Feature Select: Applying Optimization Algorithms To Improve Model Accuracy
When one starts off with Machine Learning, more often than not they are introduced to small-scaled, preprocessed datasets, which generally have a small number of attributes/features associated with them, but that is not the case in real life. More complex datasets available over the internet, and real ones come with a large number of data points, and various attributes associated with them. Then there is the question, why collect such a large number of attributes rather than just collecting the most relevant ones? One of the key reasons for it is that it’s not very apparent which features are relevant to the task in hand, another way to look at it is the various tasks that can be performed using the subset of features collected. Hence comes the term, Feature Selection, which basically means to select the subset of most relevant features from the complete set of features given in a dataset. One way to achieve this goal is to simply analyze the effect of each feature on the target variable by use of statistical methods, but when the feature set comprises of say, 500 or so features, it becomes a very tedious task to perform.
There are various methods proposed in the past, famously “All but X” which implies an exhaustive enumeration of the set of all features except one and taking into account the effect of removal of that feature. This method is both costly in terms of computation time as well as ineffective, since it doesn't take into account the relation of various features with each other, rather just the relation of a feature with the target feature.
Optimization algorithms are used to select the best possible solution or tend towards the best solution possible by comparing the results of various solutions.

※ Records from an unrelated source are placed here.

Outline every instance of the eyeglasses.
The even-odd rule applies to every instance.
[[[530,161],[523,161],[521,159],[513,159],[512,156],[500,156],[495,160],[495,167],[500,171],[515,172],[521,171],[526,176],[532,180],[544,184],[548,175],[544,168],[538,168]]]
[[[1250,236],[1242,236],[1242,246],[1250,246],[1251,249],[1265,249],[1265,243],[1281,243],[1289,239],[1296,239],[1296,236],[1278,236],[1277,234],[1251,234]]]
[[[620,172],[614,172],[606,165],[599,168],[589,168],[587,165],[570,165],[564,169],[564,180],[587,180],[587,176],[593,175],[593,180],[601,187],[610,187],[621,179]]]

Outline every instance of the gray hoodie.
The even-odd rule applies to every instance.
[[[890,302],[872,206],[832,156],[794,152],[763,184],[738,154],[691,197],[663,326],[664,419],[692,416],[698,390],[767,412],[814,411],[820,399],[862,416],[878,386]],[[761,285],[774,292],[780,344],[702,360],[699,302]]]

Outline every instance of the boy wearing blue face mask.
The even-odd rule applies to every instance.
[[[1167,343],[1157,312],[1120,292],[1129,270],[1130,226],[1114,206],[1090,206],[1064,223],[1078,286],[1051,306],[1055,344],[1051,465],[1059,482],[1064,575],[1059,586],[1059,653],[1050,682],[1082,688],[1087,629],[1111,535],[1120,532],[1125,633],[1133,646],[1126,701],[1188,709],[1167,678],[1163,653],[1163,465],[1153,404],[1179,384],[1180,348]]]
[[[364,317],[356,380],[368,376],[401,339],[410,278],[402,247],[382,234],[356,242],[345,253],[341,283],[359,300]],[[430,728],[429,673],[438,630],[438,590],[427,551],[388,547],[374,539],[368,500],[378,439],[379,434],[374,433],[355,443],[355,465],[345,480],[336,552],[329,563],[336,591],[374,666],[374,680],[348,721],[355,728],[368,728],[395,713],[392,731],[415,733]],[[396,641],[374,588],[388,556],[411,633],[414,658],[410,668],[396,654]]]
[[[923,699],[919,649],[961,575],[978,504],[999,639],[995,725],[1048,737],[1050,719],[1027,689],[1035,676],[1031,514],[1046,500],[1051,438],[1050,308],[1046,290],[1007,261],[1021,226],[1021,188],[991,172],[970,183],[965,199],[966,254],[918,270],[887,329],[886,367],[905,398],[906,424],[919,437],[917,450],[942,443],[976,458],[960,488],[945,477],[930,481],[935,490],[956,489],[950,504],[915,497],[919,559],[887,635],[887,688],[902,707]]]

It has been famously used in mathematics to find the optimized result for various problems. They reduce the search space by moving in the direction of better solutions and tend to look into a smaller subset of search space, hence both reducing the computation time and being effective in finding optimal or at least near-optimal solutions.
This idea of finding the optimal solution can be applied to the problem at hand. Using this concept, and various algorithms resonating with this idea, we can formulate the problem of searching for the best subset of features for a given dataset, as a mathematical optimization problem. Hence is the idea of Feature Select.
Feature Select is a python package that can be used to perform the task of selecting the best features based on the results they tend to produce. It works currently for a numerical set of features only.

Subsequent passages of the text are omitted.